Meandering Michele’s Mind: Transforming Our Perception of PTSD Recovery

My approach to my own PTSD healing was all wrong. I thought I could force it to happen, cause it to occur overnight and then, poof!, 25 years of undiagnosed PTSD and all the memories and emotions tied to 1 life-threatening trauma would just evaporate. Just like that. Wasn’t I optimistic?

OK, so now I’ve learned it doesn’t happen that way. Back then, though, I didn’t understand all of the work that needed to be done by me, that no one could do but me, and that no one could just bestow recovery upon me like a title.

As I started and stopped, succeeded and failed, I learned the hard way that PTSD recovery is all about our own evolution as people. We evolve constantly in our relationships, careers and other activities, how could healing be any different? As survivors we are trying to move from one identity to another, that takes time and devotion.

Eventually, I learned that we must be dedicated and passionate and accept that healing comes in increments and that we must fight for what we wish to achieve, regardless of the bumps along the way.

What I wish I had learned while I was healing was that a lot of how we progress has to do with our perspective. I never looked at my healing as an exciting event. I did not perceive it as an adventure but more as life on a chain gang and I didn’t know when my sentence was scheduled to end. The PTSD mindset is prisonlike. We need to learn, as prisoners do, to imagine something else; what our lives will be when we are released.

A lot of trauma healing has to do with reframing events, perceptions and memories. I’ve come to understand that this applies to the healing process, too. We need to reframe our idea about what we’re doing when we attempt recovery. For example:

I was on vacation in North Carolina some time ago. Some friends and I stayed in a house on a lake up in the mountains, but each day we chose a different small town to go into for supplies and lunch. One of these excursions took us to Hendersonville, a tiny, one street (Main Street, of course!) town about 3 blocks long. After lunch at a cute American Bistro we took a stroll up one side and down the other side of Main Street.

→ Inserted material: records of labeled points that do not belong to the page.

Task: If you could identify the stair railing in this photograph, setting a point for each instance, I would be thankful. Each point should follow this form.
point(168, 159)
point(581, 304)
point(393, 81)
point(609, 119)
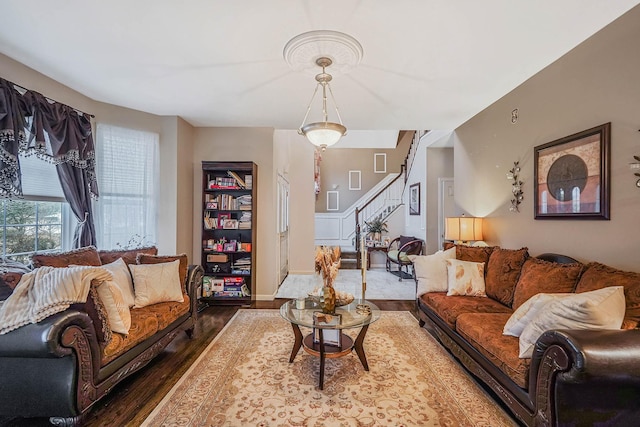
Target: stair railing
point(381, 205)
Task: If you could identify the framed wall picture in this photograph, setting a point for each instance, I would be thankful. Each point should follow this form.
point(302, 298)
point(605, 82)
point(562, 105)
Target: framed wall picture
point(380, 162)
point(414, 199)
point(355, 180)
point(572, 176)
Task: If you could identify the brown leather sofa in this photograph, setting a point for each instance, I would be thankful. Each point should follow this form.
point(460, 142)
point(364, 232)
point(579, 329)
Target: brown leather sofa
point(60, 366)
point(575, 377)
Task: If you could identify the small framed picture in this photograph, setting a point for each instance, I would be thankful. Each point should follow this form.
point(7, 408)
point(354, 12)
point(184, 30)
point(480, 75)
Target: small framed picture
point(330, 336)
point(222, 217)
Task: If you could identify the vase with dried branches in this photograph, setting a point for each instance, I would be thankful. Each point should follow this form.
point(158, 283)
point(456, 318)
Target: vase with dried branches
point(327, 263)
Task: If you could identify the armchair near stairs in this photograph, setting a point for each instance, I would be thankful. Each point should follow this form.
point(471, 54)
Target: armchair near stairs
point(398, 253)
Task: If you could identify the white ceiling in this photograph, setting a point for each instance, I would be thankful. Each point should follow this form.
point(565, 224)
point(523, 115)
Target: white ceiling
point(427, 64)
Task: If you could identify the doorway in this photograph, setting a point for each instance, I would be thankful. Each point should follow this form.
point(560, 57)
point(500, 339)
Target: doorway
point(446, 206)
point(283, 228)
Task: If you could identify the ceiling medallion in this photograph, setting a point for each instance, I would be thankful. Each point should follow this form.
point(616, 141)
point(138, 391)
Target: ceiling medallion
point(303, 51)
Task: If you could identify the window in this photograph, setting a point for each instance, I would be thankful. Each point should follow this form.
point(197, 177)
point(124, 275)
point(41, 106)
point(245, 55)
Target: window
point(41, 221)
point(127, 168)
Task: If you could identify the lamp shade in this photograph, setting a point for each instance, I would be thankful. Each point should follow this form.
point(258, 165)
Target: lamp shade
point(463, 228)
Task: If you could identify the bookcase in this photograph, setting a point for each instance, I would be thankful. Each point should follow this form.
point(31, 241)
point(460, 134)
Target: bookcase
point(228, 232)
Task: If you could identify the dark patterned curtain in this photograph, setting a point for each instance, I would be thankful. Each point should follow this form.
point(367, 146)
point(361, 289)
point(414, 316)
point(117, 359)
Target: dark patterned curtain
point(12, 136)
point(54, 132)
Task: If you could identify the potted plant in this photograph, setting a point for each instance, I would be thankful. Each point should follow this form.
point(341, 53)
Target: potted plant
point(376, 227)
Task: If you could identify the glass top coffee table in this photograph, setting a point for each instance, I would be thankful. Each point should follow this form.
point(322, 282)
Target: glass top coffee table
point(327, 339)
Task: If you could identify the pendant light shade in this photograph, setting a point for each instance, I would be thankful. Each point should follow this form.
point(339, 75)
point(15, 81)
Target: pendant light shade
point(325, 133)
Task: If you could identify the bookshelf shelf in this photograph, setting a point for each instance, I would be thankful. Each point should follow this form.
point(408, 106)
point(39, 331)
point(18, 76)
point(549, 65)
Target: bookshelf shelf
point(228, 232)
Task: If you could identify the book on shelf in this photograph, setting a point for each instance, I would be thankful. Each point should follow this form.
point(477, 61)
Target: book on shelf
point(217, 258)
point(228, 294)
point(210, 285)
point(237, 178)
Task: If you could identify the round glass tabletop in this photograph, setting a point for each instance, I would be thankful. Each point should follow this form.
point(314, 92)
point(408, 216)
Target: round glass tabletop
point(357, 314)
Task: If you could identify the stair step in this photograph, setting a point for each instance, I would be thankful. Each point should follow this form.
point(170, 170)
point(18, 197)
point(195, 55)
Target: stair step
point(348, 255)
point(348, 264)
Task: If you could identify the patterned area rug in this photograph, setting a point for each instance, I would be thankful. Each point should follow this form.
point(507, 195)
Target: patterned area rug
point(244, 378)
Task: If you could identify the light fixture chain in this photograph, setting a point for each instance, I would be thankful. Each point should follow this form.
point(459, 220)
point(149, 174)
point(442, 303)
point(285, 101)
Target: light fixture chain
point(335, 104)
point(304, 119)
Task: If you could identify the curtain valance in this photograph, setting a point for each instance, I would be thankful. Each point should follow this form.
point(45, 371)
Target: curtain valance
point(55, 132)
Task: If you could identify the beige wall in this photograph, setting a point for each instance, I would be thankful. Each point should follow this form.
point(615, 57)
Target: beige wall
point(118, 116)
point(242, 145)
point(596, 83)
point(294, 159)
point(439, 165)
point(186, 171)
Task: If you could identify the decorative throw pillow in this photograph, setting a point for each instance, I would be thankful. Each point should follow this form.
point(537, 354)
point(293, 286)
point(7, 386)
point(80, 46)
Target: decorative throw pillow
point(128, 255)
point(465, 278)
point(184, 264)
point(94, 307)
point(539, 276)
point(431, 271)
point(502, 273)
point(601, 309)
point(154, 283)
point(117, 309)
point(527, 311)
point(122, 279)
point(597, 276)
point(82, 256)
point(404, 240)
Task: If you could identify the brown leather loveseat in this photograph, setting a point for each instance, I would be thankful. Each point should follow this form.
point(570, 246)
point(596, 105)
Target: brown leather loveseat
point(573, 377)
point(60, 366)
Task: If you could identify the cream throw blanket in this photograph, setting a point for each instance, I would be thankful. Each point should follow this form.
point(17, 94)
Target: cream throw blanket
point(46, 291)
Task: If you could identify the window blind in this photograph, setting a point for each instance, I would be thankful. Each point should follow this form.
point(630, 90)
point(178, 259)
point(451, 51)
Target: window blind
point(127, 166)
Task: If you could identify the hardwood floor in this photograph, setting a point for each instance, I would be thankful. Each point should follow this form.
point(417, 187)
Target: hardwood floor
point(131, 401)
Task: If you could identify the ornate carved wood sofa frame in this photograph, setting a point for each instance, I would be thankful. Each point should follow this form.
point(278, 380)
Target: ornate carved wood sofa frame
point(59, 368)
point(575, 377)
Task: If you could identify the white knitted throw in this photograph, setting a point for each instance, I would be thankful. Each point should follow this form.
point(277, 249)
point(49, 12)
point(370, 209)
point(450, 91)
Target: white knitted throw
point(46, 291)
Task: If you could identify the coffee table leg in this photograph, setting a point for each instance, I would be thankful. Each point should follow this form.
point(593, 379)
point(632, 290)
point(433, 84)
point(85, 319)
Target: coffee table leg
point(298, 341)
point(360, 349)
point(322, 357)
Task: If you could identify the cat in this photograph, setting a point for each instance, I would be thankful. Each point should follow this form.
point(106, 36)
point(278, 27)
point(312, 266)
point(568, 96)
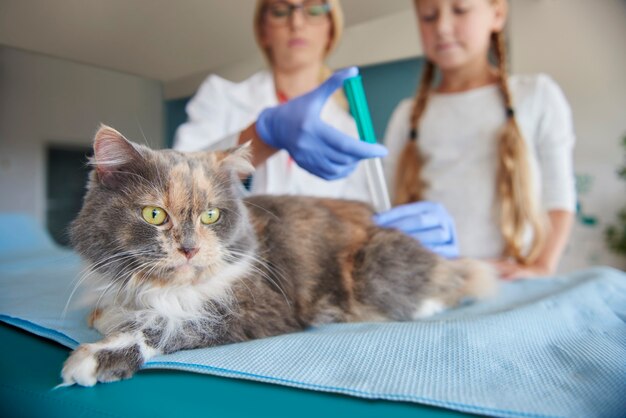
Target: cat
point(188, 263)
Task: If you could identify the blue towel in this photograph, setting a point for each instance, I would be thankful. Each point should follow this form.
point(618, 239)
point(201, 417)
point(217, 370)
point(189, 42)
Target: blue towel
point(546, 348)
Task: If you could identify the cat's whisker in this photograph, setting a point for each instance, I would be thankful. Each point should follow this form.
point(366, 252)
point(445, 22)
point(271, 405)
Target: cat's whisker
point(93, 269)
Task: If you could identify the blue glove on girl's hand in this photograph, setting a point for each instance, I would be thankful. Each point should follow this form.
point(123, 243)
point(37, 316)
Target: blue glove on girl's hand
point(427, 222)
point(314, 145)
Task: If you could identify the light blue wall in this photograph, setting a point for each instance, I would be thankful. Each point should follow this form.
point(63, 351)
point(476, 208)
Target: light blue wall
point(385, 85)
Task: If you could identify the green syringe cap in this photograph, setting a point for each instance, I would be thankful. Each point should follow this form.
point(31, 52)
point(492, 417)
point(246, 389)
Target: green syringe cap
point(353, 87)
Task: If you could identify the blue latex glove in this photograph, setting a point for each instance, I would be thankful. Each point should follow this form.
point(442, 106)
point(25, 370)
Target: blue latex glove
point(320, 149)
point(427, 222)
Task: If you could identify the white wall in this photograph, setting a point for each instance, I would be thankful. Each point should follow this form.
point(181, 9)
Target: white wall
point(48, 100)
point(389, 38)
point(582, 45)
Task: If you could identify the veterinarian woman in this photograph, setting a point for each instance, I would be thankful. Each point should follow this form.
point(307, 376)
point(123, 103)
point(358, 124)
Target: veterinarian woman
point(303, 137)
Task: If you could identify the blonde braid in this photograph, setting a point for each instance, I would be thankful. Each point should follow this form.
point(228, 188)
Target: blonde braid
point(409, 184)
point(518, 203)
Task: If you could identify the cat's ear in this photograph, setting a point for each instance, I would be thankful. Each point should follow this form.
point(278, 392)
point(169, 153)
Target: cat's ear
point(113, 154)
point(236, 159)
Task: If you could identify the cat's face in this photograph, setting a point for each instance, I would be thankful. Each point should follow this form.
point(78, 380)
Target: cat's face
point(160, 215)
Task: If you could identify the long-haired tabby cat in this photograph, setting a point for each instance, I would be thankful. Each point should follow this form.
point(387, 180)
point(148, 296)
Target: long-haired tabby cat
point(188, 263)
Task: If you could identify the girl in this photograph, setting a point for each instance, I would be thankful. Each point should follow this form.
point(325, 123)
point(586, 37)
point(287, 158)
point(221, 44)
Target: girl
point(495, 150)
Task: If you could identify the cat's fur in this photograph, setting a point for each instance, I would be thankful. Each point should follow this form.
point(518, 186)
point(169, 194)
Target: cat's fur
point(270, 265)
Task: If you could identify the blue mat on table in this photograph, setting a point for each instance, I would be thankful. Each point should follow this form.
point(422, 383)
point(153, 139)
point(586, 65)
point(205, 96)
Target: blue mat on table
point(546, 348)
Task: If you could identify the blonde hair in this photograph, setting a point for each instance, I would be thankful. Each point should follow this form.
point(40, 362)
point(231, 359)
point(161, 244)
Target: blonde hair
point(336, 22)
point(517, 200)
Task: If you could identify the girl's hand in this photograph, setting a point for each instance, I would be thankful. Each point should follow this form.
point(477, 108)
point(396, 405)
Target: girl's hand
point(510, 270)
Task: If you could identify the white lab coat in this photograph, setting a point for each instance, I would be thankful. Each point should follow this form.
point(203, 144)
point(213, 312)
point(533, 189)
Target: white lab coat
point(221, 109)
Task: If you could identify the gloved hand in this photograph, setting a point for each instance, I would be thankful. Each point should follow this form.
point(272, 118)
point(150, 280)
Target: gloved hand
point(322, 150)
point(427, 222)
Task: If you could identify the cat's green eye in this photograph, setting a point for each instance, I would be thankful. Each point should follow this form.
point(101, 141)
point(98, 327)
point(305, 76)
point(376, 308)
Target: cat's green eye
point(210, 216)
point(154, 215)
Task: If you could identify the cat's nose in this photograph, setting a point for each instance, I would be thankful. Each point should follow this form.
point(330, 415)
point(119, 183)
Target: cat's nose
point(189, 252)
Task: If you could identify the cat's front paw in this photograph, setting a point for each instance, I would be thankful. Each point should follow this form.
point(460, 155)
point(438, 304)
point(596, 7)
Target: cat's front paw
point(91, 363)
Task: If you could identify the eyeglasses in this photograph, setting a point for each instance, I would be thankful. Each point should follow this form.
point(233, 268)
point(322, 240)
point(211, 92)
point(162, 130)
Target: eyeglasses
point(314, 11)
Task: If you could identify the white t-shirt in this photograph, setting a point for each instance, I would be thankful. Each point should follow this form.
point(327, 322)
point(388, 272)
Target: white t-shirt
point(221, 109)
point(458, 135)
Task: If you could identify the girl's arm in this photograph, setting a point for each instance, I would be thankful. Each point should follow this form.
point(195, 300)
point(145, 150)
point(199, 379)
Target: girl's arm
point(546, 264)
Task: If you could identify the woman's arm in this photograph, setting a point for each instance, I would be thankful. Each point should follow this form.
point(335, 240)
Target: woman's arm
point(260, 150)
point(546, 264)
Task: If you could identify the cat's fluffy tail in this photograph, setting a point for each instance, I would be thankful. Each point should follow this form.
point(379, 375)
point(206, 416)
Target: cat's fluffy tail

On the corner of one block was a municipal building, in the basement of which is housed The Mineral and Lapidary Museum. Down the main stairs and into a small room, the museum is about 500 square feet. The walls are lined with artifacts and geological samples for sale. In the center of the room are glass displays of all kinds of stones, rocks and other mineral oriented stuff.

The major attraction of the museum, however, is its geode cache imported from Chihuahua, Mexico. Geodes are small round balls that, as the theory goes, are formed from volcanic bubbles. They are unremarkable to look at, like this one:

However, geodes are a little like the earth’s version of clams: Many contain beautiful crystals inside so you never know what to expect when you get one open.

‘Cracking a geode’ as the process is called, is done with a large machine that basically puts the geode in a chain link choke hold and then applies pressure until the outer shell, well, cracks. This is a main attraction in the museum. When my friend Laura decided to buy a geode the news whipped around the museum and brought everyone, shoppers and staff alike, to come stand by the machine. ‘She’s cracking a geode,’ was whispered and told to anyone who walked in, telephoned, or happened to be standing by.

In a group we all gathered around the machine as the Head Museum Volunteer positioned the geode in the chain and an assistant pulled the lever that applied the pressure. Silence enveloped the room as we waited for the geode to release its resistance and break open. And then it did, and now in Laura’s office on her desk she has a beautiful crystallized sensation that looks a lot like this:

As I watched this whole process I couldn’t help thinking how similar it is to PTSD recovery. We feel ugly, hard and trapped inside an isolating, impenetrable shell. And then we begin healing – we put ourselves into a position of incredible pressure until finally, that outer shell cracks and inside is revealed the beautiful crystals of our real selves that have been hidden for so long.